Am I missing something? Or are there any plans to change the approach? I am aware of Add weight sharing issue still being open.

The text was updated successfully, but these errors were encountered:

seanmor5 · 2023-08-19T21:36:40Z

Can you provide which model you tried implementing?

The reason layer names are functions are to make inference deterministic. Previously we relied on unique_integer to ensure layers/parameters had unique names and would not accidentally be shared across layers. An issue with this is that if you have a function which returns an Axon model, you would always get a unique model if you didn't explicitly specify every layer name. That means every time you tried to use one of these models it would need to be fully recompiled by Nx/EXLA.

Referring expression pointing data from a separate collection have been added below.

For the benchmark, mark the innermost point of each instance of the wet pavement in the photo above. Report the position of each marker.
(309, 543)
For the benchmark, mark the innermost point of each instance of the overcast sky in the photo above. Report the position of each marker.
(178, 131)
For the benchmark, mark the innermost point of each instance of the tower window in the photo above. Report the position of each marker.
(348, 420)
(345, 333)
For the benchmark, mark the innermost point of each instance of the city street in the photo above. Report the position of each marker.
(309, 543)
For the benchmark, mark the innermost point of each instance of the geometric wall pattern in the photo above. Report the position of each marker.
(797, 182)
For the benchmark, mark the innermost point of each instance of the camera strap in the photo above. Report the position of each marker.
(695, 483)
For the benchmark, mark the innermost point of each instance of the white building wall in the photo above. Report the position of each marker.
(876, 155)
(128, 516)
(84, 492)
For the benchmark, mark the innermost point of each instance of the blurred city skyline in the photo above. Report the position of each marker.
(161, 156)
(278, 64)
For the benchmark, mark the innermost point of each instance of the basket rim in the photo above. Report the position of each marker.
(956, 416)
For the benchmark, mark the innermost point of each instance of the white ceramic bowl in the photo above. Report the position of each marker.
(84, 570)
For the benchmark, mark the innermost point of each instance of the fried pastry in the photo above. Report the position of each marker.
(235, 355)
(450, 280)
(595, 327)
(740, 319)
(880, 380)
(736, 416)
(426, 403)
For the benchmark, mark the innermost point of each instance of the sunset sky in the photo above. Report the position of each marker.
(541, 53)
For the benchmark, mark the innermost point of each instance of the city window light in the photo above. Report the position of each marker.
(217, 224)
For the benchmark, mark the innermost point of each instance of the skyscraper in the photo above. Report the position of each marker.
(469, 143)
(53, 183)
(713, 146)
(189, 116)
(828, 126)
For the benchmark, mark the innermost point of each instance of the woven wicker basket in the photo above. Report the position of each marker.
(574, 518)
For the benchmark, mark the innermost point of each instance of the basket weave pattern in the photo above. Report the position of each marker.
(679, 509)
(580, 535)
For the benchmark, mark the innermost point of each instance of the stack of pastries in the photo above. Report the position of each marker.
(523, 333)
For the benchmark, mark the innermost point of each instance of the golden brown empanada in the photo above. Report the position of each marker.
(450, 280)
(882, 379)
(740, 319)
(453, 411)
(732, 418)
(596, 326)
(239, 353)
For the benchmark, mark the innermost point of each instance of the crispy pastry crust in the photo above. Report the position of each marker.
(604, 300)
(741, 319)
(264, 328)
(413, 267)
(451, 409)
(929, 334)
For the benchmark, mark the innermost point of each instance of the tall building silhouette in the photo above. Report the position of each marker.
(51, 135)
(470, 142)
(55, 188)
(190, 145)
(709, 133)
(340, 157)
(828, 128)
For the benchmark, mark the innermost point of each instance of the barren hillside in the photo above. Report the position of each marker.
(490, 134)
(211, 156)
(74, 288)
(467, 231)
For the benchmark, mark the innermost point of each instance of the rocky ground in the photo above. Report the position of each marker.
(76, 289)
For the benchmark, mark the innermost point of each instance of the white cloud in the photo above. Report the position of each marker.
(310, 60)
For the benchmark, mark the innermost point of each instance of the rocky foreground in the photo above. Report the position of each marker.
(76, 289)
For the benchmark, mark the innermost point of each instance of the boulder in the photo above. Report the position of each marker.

Note you can still pass a binary as a layer name. The function is really only used internally. The only other way to enforce this is to just force name as a required parameter of each layer

Looking at some of the model implementations in Bumblebee might help a bit as well. It's difficult to know though without understanding what you're trying to do

krstopro · 2023-08-19T21:52:11Z

Can you provide which model you tried implementing?

Sure! I was trying to implement Neural Cellular Automata (see https://distill.pub/2020/growing-ca/) for fun and practice.
The main issue was applying the same module (sequence of layers) to the input for a fixed number of steps (could be passed as an option to the model). I think the figure on the link somewhat explains what is going on. There are existing PyTorch and Tensorflow implementations, so I don't need to reinvent the wheel.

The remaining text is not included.